After notching daily gains during each trading session last week, oil prices are continuing to march higher. WTI crude is trading above $57/bbl this morning, the highest in over a year – quite an accomplishment after plummeting to negative levels last year. Eyes today are on the stimulus bill, which is becoming increasingly likely as a $1.9 trillion package. Treasury Secretary Janet Yellen believes the bill will bring the US economy to full employment by 2022, which would support fuel demand. Such high spending is also expected to bring inflation, which weakens the dollar and pushes crude prices higher. And, according to one theory, the NFC’s win last night might be a bullish market indicator for the year, too.
One might reasonably look at current fuel prices and ask, “Wait….how are we back at pre-COVID levels?” While demand is still below pre-COVID norms, several bullish factors are present now that were not present a year ago. Among them are 7+ MMbpd cuts by OPEC and their allies and a $1.9 trillion stimulus package. With the vaccine promising a return to typical demand, supply cuts and government spending are pushing oil to excessively high levels.
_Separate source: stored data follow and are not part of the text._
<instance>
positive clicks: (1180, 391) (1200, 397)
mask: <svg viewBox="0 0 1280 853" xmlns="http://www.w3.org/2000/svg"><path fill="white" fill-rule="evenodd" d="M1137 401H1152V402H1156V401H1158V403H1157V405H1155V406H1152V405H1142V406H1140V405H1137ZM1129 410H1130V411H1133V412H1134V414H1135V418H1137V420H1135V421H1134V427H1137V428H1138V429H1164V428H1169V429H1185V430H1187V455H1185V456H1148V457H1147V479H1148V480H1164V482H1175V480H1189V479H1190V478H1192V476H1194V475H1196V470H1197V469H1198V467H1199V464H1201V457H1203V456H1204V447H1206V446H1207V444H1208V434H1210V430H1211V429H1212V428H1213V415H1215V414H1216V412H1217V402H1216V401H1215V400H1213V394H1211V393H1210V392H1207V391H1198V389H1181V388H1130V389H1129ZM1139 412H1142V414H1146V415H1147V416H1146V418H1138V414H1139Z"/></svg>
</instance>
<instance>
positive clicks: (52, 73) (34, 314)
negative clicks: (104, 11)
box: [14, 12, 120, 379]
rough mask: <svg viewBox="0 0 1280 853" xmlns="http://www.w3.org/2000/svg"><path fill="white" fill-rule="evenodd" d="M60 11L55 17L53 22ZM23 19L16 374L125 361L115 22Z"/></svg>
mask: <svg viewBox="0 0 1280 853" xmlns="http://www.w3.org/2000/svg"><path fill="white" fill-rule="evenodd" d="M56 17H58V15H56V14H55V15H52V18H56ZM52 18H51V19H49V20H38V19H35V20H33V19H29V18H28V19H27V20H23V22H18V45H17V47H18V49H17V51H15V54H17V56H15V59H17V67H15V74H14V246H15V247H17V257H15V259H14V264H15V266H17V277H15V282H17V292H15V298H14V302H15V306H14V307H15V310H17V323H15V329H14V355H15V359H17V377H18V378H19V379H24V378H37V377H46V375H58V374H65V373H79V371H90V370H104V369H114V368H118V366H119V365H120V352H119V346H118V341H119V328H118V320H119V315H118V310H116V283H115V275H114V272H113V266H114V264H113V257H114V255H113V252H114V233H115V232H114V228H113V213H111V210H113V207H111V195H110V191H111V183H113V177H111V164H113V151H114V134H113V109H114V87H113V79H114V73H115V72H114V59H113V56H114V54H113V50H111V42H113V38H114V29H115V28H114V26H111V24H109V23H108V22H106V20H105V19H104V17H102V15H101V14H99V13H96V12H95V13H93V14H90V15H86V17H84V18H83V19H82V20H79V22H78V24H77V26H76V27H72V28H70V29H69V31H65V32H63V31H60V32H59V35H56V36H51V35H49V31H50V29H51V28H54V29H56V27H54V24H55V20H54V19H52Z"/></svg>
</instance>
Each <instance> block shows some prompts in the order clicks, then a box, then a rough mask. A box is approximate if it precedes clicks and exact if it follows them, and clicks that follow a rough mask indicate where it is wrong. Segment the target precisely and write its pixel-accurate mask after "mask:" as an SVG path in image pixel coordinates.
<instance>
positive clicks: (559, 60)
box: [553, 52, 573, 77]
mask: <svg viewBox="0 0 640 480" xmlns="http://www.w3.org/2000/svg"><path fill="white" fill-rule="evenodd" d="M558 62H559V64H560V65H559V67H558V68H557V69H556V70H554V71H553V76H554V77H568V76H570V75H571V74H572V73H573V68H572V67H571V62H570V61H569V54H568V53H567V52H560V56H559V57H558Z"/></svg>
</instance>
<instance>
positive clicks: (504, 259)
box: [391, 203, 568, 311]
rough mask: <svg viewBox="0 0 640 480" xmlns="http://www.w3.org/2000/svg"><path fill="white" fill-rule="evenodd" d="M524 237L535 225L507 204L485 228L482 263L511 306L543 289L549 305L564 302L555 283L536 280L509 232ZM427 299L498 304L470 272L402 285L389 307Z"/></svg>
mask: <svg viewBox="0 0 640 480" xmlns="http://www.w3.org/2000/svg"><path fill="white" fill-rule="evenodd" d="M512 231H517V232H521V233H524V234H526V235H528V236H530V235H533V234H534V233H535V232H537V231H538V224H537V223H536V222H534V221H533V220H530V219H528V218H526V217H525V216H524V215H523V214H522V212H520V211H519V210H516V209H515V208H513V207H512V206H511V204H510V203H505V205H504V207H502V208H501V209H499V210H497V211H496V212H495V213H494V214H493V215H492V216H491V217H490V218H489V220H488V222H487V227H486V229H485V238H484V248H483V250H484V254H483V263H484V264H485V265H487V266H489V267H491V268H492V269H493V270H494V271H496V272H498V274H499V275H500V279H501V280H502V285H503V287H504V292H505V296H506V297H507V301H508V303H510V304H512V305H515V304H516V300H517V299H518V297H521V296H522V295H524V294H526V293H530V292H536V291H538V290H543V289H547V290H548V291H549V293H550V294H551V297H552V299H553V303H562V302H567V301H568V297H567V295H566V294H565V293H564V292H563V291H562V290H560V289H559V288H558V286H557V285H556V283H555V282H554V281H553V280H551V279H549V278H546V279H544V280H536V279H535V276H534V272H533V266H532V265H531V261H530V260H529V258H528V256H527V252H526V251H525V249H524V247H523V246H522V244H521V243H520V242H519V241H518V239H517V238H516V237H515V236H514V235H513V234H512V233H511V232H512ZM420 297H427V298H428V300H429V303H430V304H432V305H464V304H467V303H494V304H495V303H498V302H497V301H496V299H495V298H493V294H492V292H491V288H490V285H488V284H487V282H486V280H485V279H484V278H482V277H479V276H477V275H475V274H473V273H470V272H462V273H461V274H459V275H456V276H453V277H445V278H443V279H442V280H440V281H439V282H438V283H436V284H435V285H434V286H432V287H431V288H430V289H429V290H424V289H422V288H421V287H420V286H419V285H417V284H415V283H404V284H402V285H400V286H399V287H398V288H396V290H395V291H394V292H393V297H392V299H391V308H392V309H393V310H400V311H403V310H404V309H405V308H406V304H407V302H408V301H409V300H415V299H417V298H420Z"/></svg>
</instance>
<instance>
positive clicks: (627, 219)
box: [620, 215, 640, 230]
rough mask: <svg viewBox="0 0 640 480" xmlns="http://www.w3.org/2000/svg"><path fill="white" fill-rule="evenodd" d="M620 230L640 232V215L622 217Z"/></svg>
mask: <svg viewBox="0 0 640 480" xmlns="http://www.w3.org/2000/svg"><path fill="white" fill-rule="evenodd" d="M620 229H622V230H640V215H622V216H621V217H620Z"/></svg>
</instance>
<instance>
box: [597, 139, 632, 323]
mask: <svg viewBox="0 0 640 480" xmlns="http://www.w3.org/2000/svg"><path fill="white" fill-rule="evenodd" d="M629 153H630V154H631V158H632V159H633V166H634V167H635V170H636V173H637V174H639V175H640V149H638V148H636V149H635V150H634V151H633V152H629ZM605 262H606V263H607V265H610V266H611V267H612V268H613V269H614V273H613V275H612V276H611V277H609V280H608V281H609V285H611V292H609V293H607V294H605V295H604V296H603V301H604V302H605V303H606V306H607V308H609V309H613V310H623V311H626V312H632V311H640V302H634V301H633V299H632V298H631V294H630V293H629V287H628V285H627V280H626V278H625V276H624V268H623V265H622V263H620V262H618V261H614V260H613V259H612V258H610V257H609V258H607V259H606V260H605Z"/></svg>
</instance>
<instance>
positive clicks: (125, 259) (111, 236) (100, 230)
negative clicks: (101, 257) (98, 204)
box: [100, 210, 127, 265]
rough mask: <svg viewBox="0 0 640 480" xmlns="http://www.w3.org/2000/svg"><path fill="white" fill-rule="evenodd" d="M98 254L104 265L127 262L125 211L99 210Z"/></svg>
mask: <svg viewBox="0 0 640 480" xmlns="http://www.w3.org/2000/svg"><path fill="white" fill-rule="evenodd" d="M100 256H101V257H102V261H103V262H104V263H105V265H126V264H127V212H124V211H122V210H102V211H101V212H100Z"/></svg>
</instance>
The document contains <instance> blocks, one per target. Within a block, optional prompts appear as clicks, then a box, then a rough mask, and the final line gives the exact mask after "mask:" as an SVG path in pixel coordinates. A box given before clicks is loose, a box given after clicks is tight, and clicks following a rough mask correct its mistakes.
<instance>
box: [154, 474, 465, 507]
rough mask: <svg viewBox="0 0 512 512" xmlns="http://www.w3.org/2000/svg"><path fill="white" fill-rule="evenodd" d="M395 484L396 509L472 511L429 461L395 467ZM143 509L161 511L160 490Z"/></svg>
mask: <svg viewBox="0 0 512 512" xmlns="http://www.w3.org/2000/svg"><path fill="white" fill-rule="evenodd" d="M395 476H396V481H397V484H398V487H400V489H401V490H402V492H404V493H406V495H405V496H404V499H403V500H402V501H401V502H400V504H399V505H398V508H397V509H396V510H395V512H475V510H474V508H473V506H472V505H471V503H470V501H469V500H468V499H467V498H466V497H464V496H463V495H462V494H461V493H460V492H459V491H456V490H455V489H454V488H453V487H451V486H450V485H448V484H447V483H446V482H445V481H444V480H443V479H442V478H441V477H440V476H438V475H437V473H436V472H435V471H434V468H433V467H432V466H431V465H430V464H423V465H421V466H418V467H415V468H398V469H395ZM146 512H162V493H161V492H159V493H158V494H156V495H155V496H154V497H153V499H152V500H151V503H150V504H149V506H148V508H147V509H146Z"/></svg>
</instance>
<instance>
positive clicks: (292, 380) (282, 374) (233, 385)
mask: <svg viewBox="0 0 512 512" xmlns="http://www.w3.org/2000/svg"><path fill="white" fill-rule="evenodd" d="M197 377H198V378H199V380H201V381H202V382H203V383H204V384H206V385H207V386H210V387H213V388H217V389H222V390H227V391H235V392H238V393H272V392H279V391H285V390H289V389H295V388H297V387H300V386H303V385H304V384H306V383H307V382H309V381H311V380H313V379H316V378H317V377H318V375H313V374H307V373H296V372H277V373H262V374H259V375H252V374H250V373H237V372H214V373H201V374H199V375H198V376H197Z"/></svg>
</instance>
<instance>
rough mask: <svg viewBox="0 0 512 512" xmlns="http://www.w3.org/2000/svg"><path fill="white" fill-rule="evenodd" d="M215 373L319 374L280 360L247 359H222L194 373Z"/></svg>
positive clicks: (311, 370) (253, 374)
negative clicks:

Are high prices sustainable given current cases and demand data? Absolutely. There are two sides to the coin for oil fundamentals: demand and supply. As long as supply remains lower than consumption, oil prices will keep rising. Of course, the rally will eventually reach a point triggering more supply; for now, though, both OPEC and US shale producers seem happy to keep supply low and rake in the higher prices.
Oil prices are up by more than a dollar this morning, sustained by positive sentiments towards the stimulus legislation. WTI crude is currently trading at $57.87, a gain of $1.02 (+1.8%). Brent crude, which is more popular in the Eastern Hemisphere, is now above $60/bbl.
Fuel prices are also seeing strong gains this morning. Diesel is trading at $1.7427, up 2.9 cents (+1.7%) from Friday’s closing price. Gasoline is trading at $1.6698, a 2.1 cent gain (+1.2%).